Buoyed by geopolitical tension-induced strength in the petroleum markets, natural gas futures had no choice Monday but to go along for the ride. May natural gas put in a low of $6.680 in morning trade, but spent the rest of the afternoon exploring higher territory. The prompt month settled at $6.882, up 13.9 cents on the day.

Petroleum markets have no shortage of angst-causing situations around the globe. “In addition to Iran, there is also Venezuela and Nigeria that are concerns, so crude really is looking at an awful lot of question marks,” said Ed Kennedy, a broker with Commercial Brokerage Corp. in Miami.

May crude settled $1.35 higher Monday at $68.74/bbl, while May heating oil and May unleaded gasoline increased 6.28 cents and 3.24 cents, respectively, to $1.9454/gallon and $2.0092/gallon.

In natural gas, Kennedy said there was some trade buying evident on Monday, meaning nonlocals were active. “That is to be expected because we are trading at the lower end of what is getting to be a very well established trading range from $6.50 to $7.50,” he said. “The trade came in and started doing some buying.

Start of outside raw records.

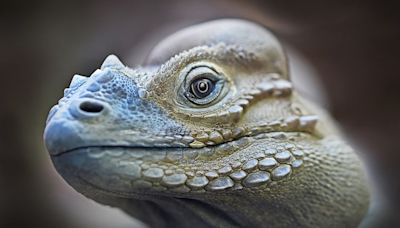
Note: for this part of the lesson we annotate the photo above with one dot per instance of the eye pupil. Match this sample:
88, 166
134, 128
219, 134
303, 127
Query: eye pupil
202, 87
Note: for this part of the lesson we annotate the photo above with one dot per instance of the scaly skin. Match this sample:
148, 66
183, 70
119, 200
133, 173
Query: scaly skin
252, 153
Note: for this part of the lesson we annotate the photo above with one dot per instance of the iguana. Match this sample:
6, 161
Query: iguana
209, 132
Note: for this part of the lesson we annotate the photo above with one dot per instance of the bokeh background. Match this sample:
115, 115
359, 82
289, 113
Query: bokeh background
352, 45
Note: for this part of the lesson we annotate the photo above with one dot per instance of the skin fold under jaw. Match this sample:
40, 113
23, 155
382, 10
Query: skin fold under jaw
209, 132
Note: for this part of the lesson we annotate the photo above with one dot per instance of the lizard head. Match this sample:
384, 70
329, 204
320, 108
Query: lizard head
212, 111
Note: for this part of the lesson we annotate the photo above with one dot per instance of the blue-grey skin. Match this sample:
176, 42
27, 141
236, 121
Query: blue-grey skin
252, 153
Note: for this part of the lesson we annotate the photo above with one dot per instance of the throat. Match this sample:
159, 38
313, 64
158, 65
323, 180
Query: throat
182, 212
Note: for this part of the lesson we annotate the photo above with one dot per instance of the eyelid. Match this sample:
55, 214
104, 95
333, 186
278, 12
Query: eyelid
199, 71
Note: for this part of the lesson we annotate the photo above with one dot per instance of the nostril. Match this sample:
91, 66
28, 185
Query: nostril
90, 106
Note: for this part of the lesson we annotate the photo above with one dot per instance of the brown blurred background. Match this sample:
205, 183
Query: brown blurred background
353, 45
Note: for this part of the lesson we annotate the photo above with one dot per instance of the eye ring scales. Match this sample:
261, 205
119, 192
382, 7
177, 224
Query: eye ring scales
203, 85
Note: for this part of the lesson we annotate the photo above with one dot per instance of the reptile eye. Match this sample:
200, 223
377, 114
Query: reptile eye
202, 87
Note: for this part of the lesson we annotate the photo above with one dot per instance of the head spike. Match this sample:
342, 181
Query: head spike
77, 81
112, 61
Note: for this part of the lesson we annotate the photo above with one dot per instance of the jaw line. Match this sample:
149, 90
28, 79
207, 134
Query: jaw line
168, 148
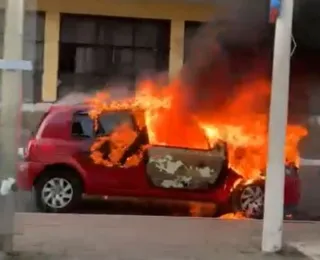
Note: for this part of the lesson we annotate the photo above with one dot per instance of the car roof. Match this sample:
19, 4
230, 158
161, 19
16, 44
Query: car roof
76, 107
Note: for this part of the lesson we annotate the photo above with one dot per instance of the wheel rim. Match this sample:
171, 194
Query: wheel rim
251, 200
57, 193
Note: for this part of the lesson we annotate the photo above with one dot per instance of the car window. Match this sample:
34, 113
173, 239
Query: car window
82, 126
108, 121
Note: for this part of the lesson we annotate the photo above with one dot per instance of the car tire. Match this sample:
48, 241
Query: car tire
248, 199
58, 192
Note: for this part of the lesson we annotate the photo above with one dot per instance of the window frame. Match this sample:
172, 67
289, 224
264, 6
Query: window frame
95, 133
111, 69
81, 137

The idea seems to be if you are going to be putting gas in storage here, ‘I’ll go out and lock in my prices right now for my storage gas.’ Yeah, but you can turn around and sell January for $11. To that I say, ‘wow, it really pays to inject.'”

Looking at the current range and the market’s comfort level within it, Kennedy said he doesn’t see the market going anywhere in the near future. “The market seems pretty content right now.”

In the longer term, analysts suggest keeping a close eye on the petroleum sector. “There’s always the possibility that the Iranian situation could blow up, and there could be a spillover into natural gas from the petroleum complex,” said Jim Ritterbusch of Ritterbusch and Associates. He said that most of any rise would be psychological, but some fuel switching capabilities exist and that remains the “main bullish hazard” to a continued bearish market outlook over the next several months. “It would take some real hurricanes and weather dynamics to get natural gas moving (higher) on its own. It’s a real tug-of-war between the supply overhang and supply uncertainties. Hurricanes, possible nuclear outages, hot summer weather should keep the winter months above $10,” he predicted.

The Iran situation may not have blown up, but it certainly got a little hotter over the weekend. Natural gas bulls got a boost from the geopolitical front Sunday. According to a story in The Washington Post, the Bush administration is looking at options for military strikes against Iran as a component of a broader strategy of “coercive diplomacy” to exert pressure on Tehran to abandon its alleged nuclear development program, U.S.officials and independent analysts said. President Bush dismissed the newspaper story as “wild speculation.”

It looks like in the short term no attack is likely, and many specialists inside and outside the U.S. government harbor serious doubts about whether an armed response would be effective. Administration officials, however, are preparing for it as a possible option and using the threat “to convince them this is more and more serious,” as a senior official put it.

In natural gas, funds and managed accounts are standing their ground with little change in their substantial short position. The Commodity Futures Trading Commission reported Friday that as of April 4, noncommercials held a net short position of 28,604 (futures only) contracts, only slightly more bearish than the 28,386 net short position held the week earlier.